Este conflicto armado facilitó e impuso los tratados de libre comercio, el desarrollo agrario de palma africana, los mega-proyectos y minería multinacional como eje del modelo económico promovido por las agencias internacionales y Washington, a la vez que está exterminando la agricultura y la industria nacional.

Las preguntas a quienes se oponen a las negociaciones: ¿Quieren la continuación de la guerra? ¿Saben que ese conflicto no tiene ganadores? ¿Hay que seguir pregonando el todo se vale y la matonería en todos los tejidos sociales? ¿Quién cree que los militares sentados en la mesa de negociaciones están entregando al país a los exguerrileros? ¿Será errado que organismos internacionales y el gobierno estadounidense apoyen la superación del enfrentamiento entre esos actores del conflicto colombiano?

El movimiento social y la izquierda democrática logrará así ampliar sus luchas e incorporar a nuevos sectores a la tarea de conquistar la soberanía, defender y promover la producción nacional, lograr la dignidad del pueblo y la nación.

Será más claro lo que dijo Jorge Eliecer Gaitan : “ que la oligarquía liberal conservadora” sigue siendo la depredadora, la opresora, la corrupta y promotora del atraso, la pobreza y quiebra de la nación. La oposición política y los movimientos sociales apoyan el proceso de paz pero no se convertirán en gobiernistas. Eso fue demostrado con el formidable paro nacional del 17 de marzo. Exigieron un programa de emergencia para la Guajira y sus niños, alza de salarios y del subsidio del transporte, denunció la venta miserable de Isagen y la intentona de vender a Ecopetrol y otras empresas del Estado, rechazaron la importación de alimentos con arancel cero y la amenaza del presidente Santos de adherirse al TPP-TLC de Obama que profundizará la ruina de Colombia y que afectará también al pueblo estadounidense del que hacemos parte los colombianos residentes esta ciudad. De ahí la importancia de oponerse a ese TLC/TPP. También demandaron la revisión de los TLCs firmados con Estados Unidos, Canadá y Europa.

Para el único partido opositor con presencia parlamentaria y social ajeno a la lucha armada, el trepidar de los fusiles ha sido un desastre desde siempre y que la solución política negociada es el camino para superarla. Estos son los postulados que los ha acompañado desde su aparición. De ahí la importancia de los acuerdos a que puedan llegar el gobierno y la guerrilla. A los dos bandos sentados en la Habana y a sus seguidores como a sus detractores les disgustarán algunos de los acuerdos y esperarán más o menos en otros. Lo clave es que se lleguen a acuerdos para que cese el torrente de sangre y dolor para las gentes. Así los pleitos del país y sus ciudadanos serán más diáfanos y las vías más claras.

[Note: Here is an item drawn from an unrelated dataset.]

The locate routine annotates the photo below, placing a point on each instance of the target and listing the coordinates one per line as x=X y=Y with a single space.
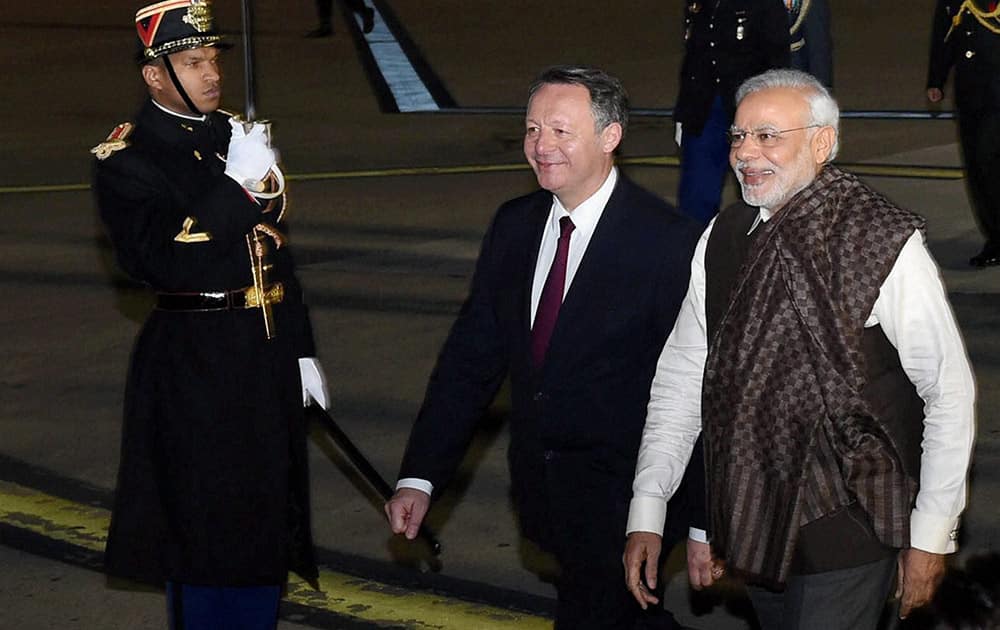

Seguramente el gobierno, Washington y las corporaciones multinacionales tengan otro interés de sacar adelante la paz. Los trabajadores, el pueblo y la oposición política tendrá otro.

El mecanismo de refrendación no está claro y puede temerse que no haya, pués el gobierno no está obligado legalmente a adelantarlo. Hay que insistir en que lo importante es que se silencien los fusiles de estos dos actores armados del conflicto colombiano y nos aprestemos a que el pueblo de allá y los casi diez millones de colombianos residentes en el extranjero cada vez más asuman la tarea de conquistar otro modelo económico que permita el progreso de las mayorías en contravía al modelo impuesto y defendido por el santismo y el uribismo. Al mismo tiempo que se reconstruye un país tolerante y democrático.